Une plongée dans la petite bourgeoisie nigériane dont je suis ressortie un peu perplexe, malgré la sincérité des personnages et la rigueur de la construction. La peinture sociale qui ressort du livre finit par s'essouffler et tourner à vide, tant elle souffre d'une vision un peu unilatérale, étriquée par le milieu d'origine de l'auteur.
L'africanité est bien absente du roman, on a l'impression que le Nigeria se trouve sur une île déserte, une caricature de pseudo-paradis, où la corruption, les pots de vin existent comme un mal inévitable, mais où le racisme est inconnu et d'où l'on part à 20 ans parce que l'université est secouée par les grèves.
Patrice Lumumba il y a certes bien longtemps, dressait un autre tableau de l'Afrique, il parlait du Congo belge, au nom pourtant de tout un continent dont il dénonçait un héritage colonial implacable qui semble ici, dans le roman n'avoir jamais existé.
Ifemelu va donc découvrir la réalité du racisme aux États- Unis, elle va y affronter la difficulté d'être migrant et de se faire une place.
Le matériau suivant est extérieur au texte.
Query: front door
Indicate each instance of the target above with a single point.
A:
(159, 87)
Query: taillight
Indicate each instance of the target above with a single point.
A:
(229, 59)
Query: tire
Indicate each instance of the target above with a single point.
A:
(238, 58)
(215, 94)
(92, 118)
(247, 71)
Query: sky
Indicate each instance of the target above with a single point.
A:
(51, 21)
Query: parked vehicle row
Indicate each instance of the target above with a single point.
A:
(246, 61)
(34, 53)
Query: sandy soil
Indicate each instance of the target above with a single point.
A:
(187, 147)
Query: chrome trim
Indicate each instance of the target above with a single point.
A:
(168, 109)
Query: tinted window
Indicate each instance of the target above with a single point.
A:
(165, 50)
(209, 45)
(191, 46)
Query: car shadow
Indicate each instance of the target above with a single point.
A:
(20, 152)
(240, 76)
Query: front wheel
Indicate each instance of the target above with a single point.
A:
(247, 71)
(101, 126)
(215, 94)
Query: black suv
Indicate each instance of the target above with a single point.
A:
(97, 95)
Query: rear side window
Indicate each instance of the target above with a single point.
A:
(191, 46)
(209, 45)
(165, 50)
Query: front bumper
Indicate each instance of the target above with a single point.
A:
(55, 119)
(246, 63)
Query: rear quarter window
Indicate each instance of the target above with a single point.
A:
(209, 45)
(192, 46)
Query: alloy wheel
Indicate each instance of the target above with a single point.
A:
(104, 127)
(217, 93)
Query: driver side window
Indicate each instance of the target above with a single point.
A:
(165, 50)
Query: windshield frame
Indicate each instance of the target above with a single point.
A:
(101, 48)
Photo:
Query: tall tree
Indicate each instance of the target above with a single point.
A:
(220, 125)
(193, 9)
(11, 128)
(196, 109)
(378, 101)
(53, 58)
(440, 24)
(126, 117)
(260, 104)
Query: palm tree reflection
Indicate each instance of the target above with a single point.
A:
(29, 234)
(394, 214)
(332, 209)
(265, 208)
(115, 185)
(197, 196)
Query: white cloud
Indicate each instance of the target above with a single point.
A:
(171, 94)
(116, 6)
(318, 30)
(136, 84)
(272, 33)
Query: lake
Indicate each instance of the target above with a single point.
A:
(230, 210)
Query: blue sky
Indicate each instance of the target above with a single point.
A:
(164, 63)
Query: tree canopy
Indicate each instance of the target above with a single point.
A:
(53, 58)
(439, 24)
Comme elle, Obinze à Londres s'exposera à la précarité à laquelle sont condamnés ceux qui n'ont pas les papiers nécessaires. Ces pages sont les plus intéressantes du livre, et les post d'Ifemelu sur son blog, remplis de ces scènes du quotidien où le racisme se distille à flots constants, sont pertinents et souvent drôles.
Angela Davis proclamait dans les années 70 « Black is beautiful ! », quelque part Chimananga Ngozie Adichie a repris l'héritage, vibrant dans ses pages qui racontent les cheveux des africaines, le salon de coiffure américain, respire d'ailleurs plus l'Afrique que les descriptions de Lagos…Le blog d'Ifemelu pourtant, finalement, m'a laissée sur ma faim, l'auteure fait d'ailleurs dire à son personnage « je fais un constat, je ne fais pas d'analyse » oui, et c'est dommage parce que la description du racisme reste une description distanciée, j'aurais préféré une implication plus courageuse , est-ce parce que le personnage finalement retourne à Lagos, laissant le racisme des États Unis derrière elle ?
Alors que le slogan « Black lives matter » déferle partout, que l'Amérique d'
Obama a accouché de celle de Trump, on reste dubitatif devant la tiédeur du roman dans son ensemble sur cette question du racisme aux États Unis et dans le monde.
La dernière partie du livre, centrée sur la recherche de son identité par Ifemelu, souffre à mes yeux, de cette amnésie avec ce que le personnage a vécu auparavant. Finalement ce qui m'a manqué dans ce roman c'est l'engagement de l'auteur.